As a political matter, however, the unceasing bloviations that follow upon the Democrat's every word show how the campaign has taken shape less as a contest between two candidates then as a referendum on Obama. When the deal goes down in November, the crucial question will be: for him or against him? In this framework, Republican John McCain is just the foil, the anti-Obama, the Other Guy.

However, in the summertime, silly season of presidential politics, the conventions of campaign reporting require that the mano-a-mano story line be extended into the fall, and so the media will carry McCain for a few rounds. Obama has his every word, gesture and inflection deconstructed, picked over and pawed through; McCain meanwhile could blaze away at his feet with an AK-47 and get a pass, as superbly argued in this blog by Huffpost contributor Max Bergmann. Compare Bergmann's trenchant analysis with that of Mark Halperin, the Grand Poobah of Beltway Wisdom, who looks at the same set of facts and opines in Time magazine that McCain "won the week." Sheesh.

In the current environment, Obama has become a political Rorshach test, onto whom partisans and pundits alike project their own aspirations, disappointments or fears. This week alone, no less than three major, contradictory narratives unfolded in the MSM and the blogosphere about what his recent actions allegedly reveal about his _ real _ intentions and views.

He's moving to the right.Beyond his switcheroo on the FISA wiretap bill, which inescapably seems a stone-cold, opportunistic move calculated to avoid the soft-on-terrorist label, Obama also was reproached from the left for an alleged shift in his stance on Iraq, and his oft-repeated promise to begin implementing a phased withdrawl upon taking office. But as Richard Wolffe of Newsweek said on NPR, the candidate is saying the same things on Iraq policy that he has throughout the campaign. Lefties crying foul seem to have ignored stated nuances of his position during the primaries, hearing only what they wished, a point underscored by other political reporters more interested in facts than ideology.

He's moving further left.Taking flack from portside, Obama is also getting hit from starboard, where worthies within the echo chamber of right-wing bloggers, talk radio gas bags and Fox News stalwarts seek to caricature his statements in the same way they did Al Gore's in 2000. First they baldly misstate what he says, then draw breathtakingly phony conclusions from their own misstatements. In this way, for example, conservatives distorted his recent comment that learning Spanish is a useful skill for American students into an alleged assault on the primacy of English.
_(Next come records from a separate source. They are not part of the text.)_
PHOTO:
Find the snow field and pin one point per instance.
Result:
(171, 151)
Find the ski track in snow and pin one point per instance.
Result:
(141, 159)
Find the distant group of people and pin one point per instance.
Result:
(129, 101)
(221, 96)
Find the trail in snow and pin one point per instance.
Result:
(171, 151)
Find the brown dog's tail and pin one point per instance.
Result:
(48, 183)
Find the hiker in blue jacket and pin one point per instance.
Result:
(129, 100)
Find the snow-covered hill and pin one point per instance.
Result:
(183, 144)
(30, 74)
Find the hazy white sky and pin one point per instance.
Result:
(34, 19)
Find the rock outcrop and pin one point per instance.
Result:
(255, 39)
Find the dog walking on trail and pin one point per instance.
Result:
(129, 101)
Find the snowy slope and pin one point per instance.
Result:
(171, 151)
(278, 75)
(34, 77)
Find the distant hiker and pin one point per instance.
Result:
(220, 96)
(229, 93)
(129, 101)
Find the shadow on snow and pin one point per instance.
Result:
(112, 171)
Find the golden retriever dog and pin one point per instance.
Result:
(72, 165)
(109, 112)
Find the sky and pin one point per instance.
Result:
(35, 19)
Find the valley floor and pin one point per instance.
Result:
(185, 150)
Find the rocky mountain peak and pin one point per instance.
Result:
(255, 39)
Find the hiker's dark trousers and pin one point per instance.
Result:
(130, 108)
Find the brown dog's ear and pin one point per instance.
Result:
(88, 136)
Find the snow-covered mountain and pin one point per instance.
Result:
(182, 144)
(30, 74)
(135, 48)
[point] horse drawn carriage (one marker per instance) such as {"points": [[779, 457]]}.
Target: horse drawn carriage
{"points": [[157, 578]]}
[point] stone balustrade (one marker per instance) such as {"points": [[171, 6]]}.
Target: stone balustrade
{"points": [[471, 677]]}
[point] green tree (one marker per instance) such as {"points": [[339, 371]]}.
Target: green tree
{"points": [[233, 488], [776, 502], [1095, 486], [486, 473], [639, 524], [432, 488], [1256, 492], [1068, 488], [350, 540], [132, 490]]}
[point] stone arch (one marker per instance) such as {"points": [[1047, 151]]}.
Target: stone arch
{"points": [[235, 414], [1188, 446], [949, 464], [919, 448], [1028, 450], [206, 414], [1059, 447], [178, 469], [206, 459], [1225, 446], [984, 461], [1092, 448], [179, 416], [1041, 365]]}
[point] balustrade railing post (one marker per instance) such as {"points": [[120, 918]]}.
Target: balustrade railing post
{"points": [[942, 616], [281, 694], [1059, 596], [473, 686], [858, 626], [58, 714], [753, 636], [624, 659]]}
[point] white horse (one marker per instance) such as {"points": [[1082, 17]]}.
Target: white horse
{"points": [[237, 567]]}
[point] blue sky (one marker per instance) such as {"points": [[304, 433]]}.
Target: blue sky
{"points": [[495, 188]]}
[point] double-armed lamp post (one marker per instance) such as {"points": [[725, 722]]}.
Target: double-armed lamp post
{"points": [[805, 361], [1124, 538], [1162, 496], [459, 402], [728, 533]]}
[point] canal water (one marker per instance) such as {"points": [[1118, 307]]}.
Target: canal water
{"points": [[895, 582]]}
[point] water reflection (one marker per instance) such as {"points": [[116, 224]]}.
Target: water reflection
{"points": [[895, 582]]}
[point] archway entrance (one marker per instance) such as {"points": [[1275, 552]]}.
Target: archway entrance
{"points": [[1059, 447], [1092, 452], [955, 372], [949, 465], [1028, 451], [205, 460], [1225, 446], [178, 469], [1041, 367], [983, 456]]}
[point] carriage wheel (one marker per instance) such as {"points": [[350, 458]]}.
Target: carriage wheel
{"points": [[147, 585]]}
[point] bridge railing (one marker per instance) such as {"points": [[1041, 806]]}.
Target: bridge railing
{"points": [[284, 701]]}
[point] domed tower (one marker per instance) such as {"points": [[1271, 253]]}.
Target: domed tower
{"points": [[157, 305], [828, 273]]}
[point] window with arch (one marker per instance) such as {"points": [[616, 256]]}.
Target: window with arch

He's flip-flopping.The lazy lounge chair lizards of the Fourth Estate love this story line, taking Obama to task for purported inconsistencies in his remarks on everything from the role of religious groups in delivering social services to the Supreme Court's recent handgun decision. Even Obama booster Bob Herbert of the New York Times saddled up with the media posse chasing this easy narrative.

It was left to Gail Collins, Herbert's op-ed page colleague, to bring a grown-up, thoughtful perspective to Obama's recent words and actions. In a week when the chattering class wallowed in tried and tired plot lines, bristling with this season's favorite run-with-the-pack cliches (try Googling "Obama" and "meme" or "pivot" for starters), Collins broke it down in a column aptly titled "The Audacity of Listening."

"When an extremely intelligent politician tells you over and over and over that he is tired of the take-no-prisoners politics of the last several decades, that he is going to get things done and build a "new consensus," he is trying to explain that he is all about compromise. Even if he says it in that great Baracky way."